Hidayatullah.com–Berbagai aksi kekerasan yang belakangan terjadi mendorong aparat keamanan mengintensifkan razia terhadap berbagai aktor yang diduga merupakan aktor kekerasan.
Premanisme segera menjadi musuh bersama baru setelah serangkaian peristiwa pembunuhan, penyerangan RSPAD Gatot Subroto, perampokan, dan lain-lain. Namun demikian, memerangi premanisme jangan kemudian membuka ruang baru bagi TNI untuk melibatkan diri secara tidak sah dalam menjaga keamanan dan penegakan hukum, demikian siaran pers Setara Insititute yang dikirim ke redaksi hidayatullah.com.
Menurut Setara, pelibatan TNI secara tidak sah dalam serangkaian penangkapan orang-orang yang diduga sebagai pelaku penyerangan RSPAD, 23 Februari 2012 lalu, tidak boleh dibiarkan dan menjadi justifikasi pelibatan TNI dalam penanganan keamanan dan penegakan hukum, karena tugas menjaga keamanan dan penegakan hukum adalah tugas Polri.
“Adalah kekeliruan mendasar ketika Polri, merasa tidak mampu lalu menyerahkan tugasnya kepada TNI secara tidak sah.”
Menurut Setara lagi, pelibatan TNI harus atas dasar kebutuhan yang nyata dan menjadi wewenang Presiden RI. Namun demikian, karena tidak adanya batas yang tegas soal pelibatan TNI, sebagaimana diatur dalam UU Tentara Nasional Indonesia, maka kecurigaan TNI akan merangsek dalam berbagai kehidupan sosial politik terus mengemuka.
Sebagaimana diketahui, Kepala Pusat Penerangan TNI Laksamana Muda TNI Iskandar Sitompul (27/2) menyatakan bahwa TNI telah melakukan pemeriksaan 1 X 24 jam, atas tujuh orang yang terindikasi terlibat bentrokan di RSPAD. Meskipun ketujuh pelaku langsung diserahkan ke Polda Metro Jaya, 26/2 lalu, keterlibatan TNI jelas tidak dibenarkan. Apalagi hanya didasarkan bahwa lokus peristiwanya terjadi di lingkungan rumah sakit milik TNI AD, yang menurut TNI adalah semi militer. Padahal rumah sakit adalah fasilitas umum bukan markas tentara. Tidak benar juga kalau keterlibatan TNI atas dasar permintaan kepolisian karena alasan kewalahan tanpa perintah formal Presiden RI secara sah, karena kewenangan perbantuan TNI ada di tangan Presiden.

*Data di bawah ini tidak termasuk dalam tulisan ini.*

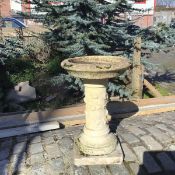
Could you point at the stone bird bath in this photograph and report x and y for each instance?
(96, 138)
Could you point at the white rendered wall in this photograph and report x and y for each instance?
(148, 7)
(16, 5)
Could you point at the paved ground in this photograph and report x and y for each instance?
(148, 144)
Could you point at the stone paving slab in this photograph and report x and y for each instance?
(148, 145)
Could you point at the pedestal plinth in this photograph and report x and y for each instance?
(96, 145)
(96, 139)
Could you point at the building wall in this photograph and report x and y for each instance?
(145, 17)
(15, 6)
(164, 17)
(5, 8)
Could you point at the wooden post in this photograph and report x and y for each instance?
(137, 72)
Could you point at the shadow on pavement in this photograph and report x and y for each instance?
(158, 163)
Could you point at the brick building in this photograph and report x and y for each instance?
(143, 18)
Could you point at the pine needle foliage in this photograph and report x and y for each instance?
(97, 27)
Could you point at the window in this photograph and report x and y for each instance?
(140, 1)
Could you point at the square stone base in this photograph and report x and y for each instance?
(116, 157)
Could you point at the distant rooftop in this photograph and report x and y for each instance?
(166, 3)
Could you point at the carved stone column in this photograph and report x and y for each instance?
(96, 139)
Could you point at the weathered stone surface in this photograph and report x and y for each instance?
(129, 156)
(151, 143)
(81, 170)
(96, 170)
(19, 147)
(35, 148)
(38, 170)
(57, 165)
(4, 153)
(37, 159)
(41, 164)
(166, 129)
(150, 164)
(137, 169)
(53, 151)
(22, 138)
(118, 170)
(130, 138)
(4, 167)
(140, 150)
(66, 144)
(167, 163)
(115, 157)
(35, 139)
(135, 130)
(48, 140)
(159, 135)
(7, 143)
(47, 134)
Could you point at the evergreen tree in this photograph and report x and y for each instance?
(97, 27)
(87, 27)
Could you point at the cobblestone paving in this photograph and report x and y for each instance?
(148, 145)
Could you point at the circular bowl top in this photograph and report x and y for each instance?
(95, 67)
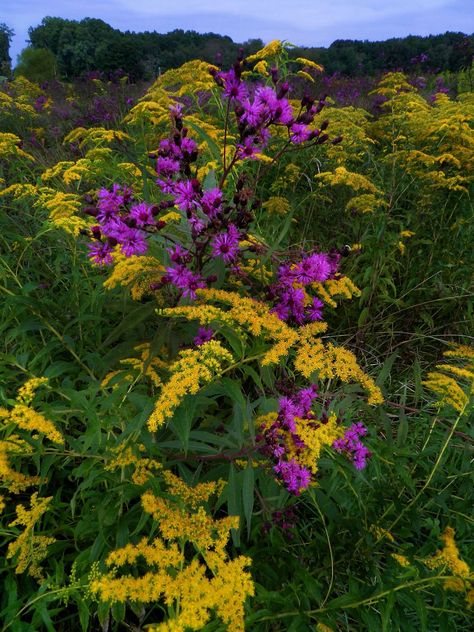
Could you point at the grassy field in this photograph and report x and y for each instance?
(237, 361)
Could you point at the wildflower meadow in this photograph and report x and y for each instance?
(237, 351)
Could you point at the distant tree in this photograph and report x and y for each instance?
(36, 64)
(6, 34)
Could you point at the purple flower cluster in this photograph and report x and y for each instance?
(257, 109)
(204, 335)
(216, 226)
(121, 221)
(284, 519)
(274, 439)
(351, 445)
(291, 300)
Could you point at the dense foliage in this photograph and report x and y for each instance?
(91, 44)
(197, 431)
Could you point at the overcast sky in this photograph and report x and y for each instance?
(304, 22)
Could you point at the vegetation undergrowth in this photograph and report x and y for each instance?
(196, 432)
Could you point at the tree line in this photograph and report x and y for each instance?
(70, 49)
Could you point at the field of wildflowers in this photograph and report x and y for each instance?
(237, 360)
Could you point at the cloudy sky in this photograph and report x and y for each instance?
(304, 22)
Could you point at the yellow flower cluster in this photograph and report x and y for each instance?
(448, 556)
(314, 434)
(309, 63)
(15, 481)
(143, 467)
(63, 209)
(343, 286)
(401, 559)
(191, 496)
(29, 548)
(147, 365)
(341, 175)
(96, 136)
(199, 587)
(198, 527)
(193, 369)
(329, 361)
(28, 419)
(365, 203)
(256, 318)
(19, 191)
(277, 205)
(288, 179)
(25, 418)
(10, 146)
(27, 392)
(450, 390)
(272, 49)
(135, 272)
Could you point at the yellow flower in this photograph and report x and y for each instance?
(190, 588)
(277, 205)
(29, 548)
(448, 557)
(193, 369)
(330, 362)
(401, 559)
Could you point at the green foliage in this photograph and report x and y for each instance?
(333, 565)
(36, 64)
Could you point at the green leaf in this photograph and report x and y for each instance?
(234, 495)
(248, 494)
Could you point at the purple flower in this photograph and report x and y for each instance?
(296, 478)
(109, 203)
(315, 312)
(299, 133)
(188, 146)
(168, 148)
(185, 195)
(253, 113)
(178, 254)
(142, 214)
(167, 166)
(315, 268)
(226, 245)
(212, 202)
(291, 305)
(351, 445)
(196, 224)
(133, 242)
(283, 113)
(204, 335)
(248, 149)
(185, 280)
(100, 253)
(234, 88)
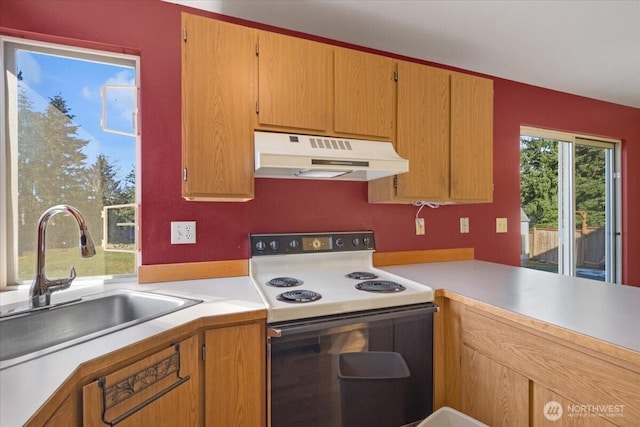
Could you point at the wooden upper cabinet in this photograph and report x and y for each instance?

Cara kerja sebagaimana dalam kasus RSPAD Gatot Subroto ini menandakan lemahnya kapasitas Polri. Jangan sampai tata kerja semacam ini terus dibiarkan karena hanya akan mengembalikan supremasi militer atas Polri dan aparat penegak hukum; juga melemahkan institusi Polri sendiri. Jika Polri tidak mampu meningkatkan kapasitas dan kinerjanya, tidak heran jika hasrat kuasa TNI untuk mengukuhkan supremasinya melalui RUU Kamnas mendapat pembenaran. Polri harus menunjukkan bahwa institusinya mampu menangani premanisme dan melakukan penegakan hukum.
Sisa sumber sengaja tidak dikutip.